I am writing a chemoinformatics database, so for my practical use, these are a lot of lines of codes with pretty involved algorithms and I am practically not annoyed by the lack of generics.

For the ones down-voting me, have you coded something in Go, big enough to be a real in production project, where at the end the lack of generics is a real issue (performance because using interfaces or maintenance because copy/paste to have the performance)?


I'm part of a project team that uses quite a lot of Go in production (for analytics work), and lack of generics was particularly painful.

>(performance because using interfaces or maintenance because copy/paste to have the performance)?

I don't like interfaces (namely, interface{}) for their lack of safety for generic work -- performance comes second to that.

And I don't like copy/paste like ever.

>For the ones down-voting me, have you coded something in Go, big enough to be a real in production project, where at the end the lack of generics is a real issue (performance because using interfaces or maintenance because copy/paste to have the performance)?

Isn't that a sure fire way to selection bias? The ones that ended up coding something significant in Go will usually be those that put up with the Generics issue (or don't even know what they are missing).

It's like asking C programmers if they mind missing GC, closures, etc.
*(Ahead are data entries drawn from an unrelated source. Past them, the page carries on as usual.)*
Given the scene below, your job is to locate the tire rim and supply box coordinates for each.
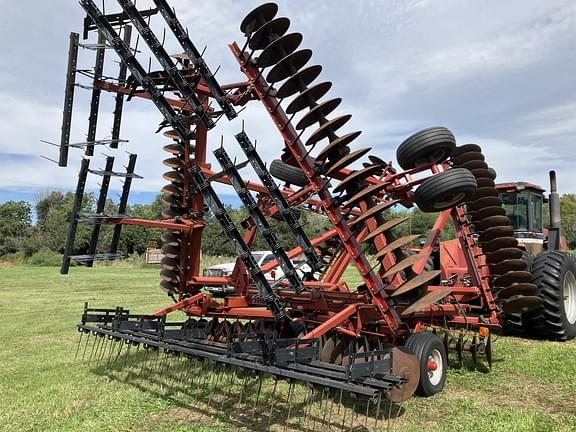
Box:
[563,270,576,325]
[432,192,467,210]
[428,348,443,386]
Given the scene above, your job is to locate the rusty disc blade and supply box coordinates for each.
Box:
[368,155,387,166]
[267,49,312,83]
[285,81,332,114]
[324,147,371,176]
[493,270,532,288]
[161,257,179,271]
[453,144,482,157]
[162,195,183,208]
[276,65,322,99]
[333,165,383,194]
[162,184,183,197]
[161,231,180,243]
[160,269,179,283]
[319,335,337,363]
[387,346,420,402]
[476,178,496,188]
[349,199,400,227]
[471,186,499,200]
[392,271,443,297]
[249,17,290,50]
[502,295,542,314]
[485,247,523,264]
[161,207,184,219]
[306,114,352,146]
[482,236,519,253]
[475,215,511,232]
[374,235,420,261]
[257,33,303,68]
[161,244,179,257]
[160,280,178,293]
[163,143,185,155]
[240,3,278,35]
[471,205,507,222]
[479,225,514,243]
[471,168,496,180]
[452,151,485,165]
[316,131,360,162]
[162,157,185,169]
[343,182,387,209]
[363,216,411,242]
[496,283,538,299]
[162,170,184,184]
[383,253,427,279]
[459,160,488,171]
[490,259,527,276]
[468,196,502,212]
[401,288,453,316]
[295,98,342,130]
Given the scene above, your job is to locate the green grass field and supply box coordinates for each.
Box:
[1,264,575,431]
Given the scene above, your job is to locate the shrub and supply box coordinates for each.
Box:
[26,249,63,266]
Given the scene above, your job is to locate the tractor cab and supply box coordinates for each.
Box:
[496,182,546,254]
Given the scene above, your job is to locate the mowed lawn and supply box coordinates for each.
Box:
[1,264,576,432]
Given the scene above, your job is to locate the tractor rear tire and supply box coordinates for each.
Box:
[414,168,477,212]
[404,332,447,397]
[526,251,576,340]
[270,159,308,187]
[396,127,456,170]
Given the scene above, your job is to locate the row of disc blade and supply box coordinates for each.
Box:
[451,144,541,314]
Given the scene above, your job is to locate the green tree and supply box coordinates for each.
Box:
[560,194,576,249]
[0,201,32,255]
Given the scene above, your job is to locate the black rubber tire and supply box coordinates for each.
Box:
[404,332,447,397]
[396,127,456,170]
[414,168,478,212]
[270,159,308,187]
[526,251,576,341]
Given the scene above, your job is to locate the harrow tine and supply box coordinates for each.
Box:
[252,371,264,418]
[374,392,382,430]
[457,334,464,368]
[283,380,295,432]
[349,395,356,432]
[486,333,493,369]
[471,336,478,370]
[267,378,279,430]
[81,331,91,362]
[74,330,84,360]
[87,334,100,364]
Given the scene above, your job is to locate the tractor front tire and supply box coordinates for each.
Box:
[414,168,477,212]
[405,332,447,397]
[527,251,576,340]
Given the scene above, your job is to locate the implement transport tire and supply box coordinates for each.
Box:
[414,168,477,212]
[396,127,456,170]
[405,332,447,397]
[270,159,308,187]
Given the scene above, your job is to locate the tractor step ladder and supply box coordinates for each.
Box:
[235,130,324,273]
[213,146,305,294]
[191,165,286,321]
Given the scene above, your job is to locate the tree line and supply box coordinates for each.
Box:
[1,191,576,261]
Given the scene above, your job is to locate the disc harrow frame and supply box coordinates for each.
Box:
[52,1,540,425]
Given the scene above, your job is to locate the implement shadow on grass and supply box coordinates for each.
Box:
[86,346,406,431]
It's not like the utility of Generics is some open question in PL either. It's a settled matter. Even Go uses them, but doesn't offer them to the programmer, or suggests generic but not type-safe solutions like interface{}.
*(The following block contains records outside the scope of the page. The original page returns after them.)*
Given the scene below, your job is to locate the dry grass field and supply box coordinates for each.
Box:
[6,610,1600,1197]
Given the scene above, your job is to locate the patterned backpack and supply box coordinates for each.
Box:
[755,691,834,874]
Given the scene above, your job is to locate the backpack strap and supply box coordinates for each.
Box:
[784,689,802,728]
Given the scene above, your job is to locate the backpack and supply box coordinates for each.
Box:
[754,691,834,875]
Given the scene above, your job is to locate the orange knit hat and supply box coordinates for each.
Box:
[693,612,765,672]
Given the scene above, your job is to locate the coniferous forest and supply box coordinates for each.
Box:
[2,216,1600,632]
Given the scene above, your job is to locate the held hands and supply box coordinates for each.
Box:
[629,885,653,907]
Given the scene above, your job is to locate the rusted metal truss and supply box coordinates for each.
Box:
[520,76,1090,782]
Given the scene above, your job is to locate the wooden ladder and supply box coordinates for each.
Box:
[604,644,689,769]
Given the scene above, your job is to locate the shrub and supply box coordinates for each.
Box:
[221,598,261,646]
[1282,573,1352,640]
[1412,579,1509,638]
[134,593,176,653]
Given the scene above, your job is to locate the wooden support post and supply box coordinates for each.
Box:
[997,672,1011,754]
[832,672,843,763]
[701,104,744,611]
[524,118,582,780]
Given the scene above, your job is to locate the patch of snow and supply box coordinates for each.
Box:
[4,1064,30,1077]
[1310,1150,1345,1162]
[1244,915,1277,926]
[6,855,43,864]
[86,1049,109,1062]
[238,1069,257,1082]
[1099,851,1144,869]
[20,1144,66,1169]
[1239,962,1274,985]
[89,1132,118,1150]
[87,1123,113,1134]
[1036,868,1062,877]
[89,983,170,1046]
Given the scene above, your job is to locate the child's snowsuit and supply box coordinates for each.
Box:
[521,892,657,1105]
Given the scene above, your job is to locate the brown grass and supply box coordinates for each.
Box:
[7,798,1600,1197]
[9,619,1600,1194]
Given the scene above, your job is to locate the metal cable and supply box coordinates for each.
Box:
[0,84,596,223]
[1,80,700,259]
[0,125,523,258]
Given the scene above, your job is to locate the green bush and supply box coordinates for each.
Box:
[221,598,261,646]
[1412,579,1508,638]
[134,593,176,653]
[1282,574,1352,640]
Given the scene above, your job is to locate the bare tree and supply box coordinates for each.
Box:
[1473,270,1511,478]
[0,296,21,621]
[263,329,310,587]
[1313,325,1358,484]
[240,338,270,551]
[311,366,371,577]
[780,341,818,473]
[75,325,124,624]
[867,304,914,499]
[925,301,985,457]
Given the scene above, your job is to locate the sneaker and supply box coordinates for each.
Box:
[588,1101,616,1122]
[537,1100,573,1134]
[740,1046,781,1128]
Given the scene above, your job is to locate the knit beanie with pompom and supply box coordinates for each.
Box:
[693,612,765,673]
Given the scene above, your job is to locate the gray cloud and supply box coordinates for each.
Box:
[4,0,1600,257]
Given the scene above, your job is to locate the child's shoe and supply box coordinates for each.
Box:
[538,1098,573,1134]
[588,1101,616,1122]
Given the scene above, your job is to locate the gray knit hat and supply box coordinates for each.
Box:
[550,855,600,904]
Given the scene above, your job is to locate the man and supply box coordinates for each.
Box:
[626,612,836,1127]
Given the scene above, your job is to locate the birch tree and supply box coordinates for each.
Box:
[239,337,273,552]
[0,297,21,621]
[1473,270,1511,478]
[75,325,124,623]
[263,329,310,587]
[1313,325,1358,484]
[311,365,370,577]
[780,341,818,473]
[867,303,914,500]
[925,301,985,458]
I wrote some big things in Go and didn't find the lack of generics particularly problematic. Different languages are good for different things-- Go is good for building things that are relatively concrete. For something like a symbolic math package or a scripting language you might want a different language that makes different tradeoffs.


> For the ones down-voting me, have you coded something in Go, big enough to be a real in production project, where at the end the lack of generics is a real issue (performance because using interfaces or maintenance because copy/paste to have the performance)?

Didn't downvote you, but yes I have.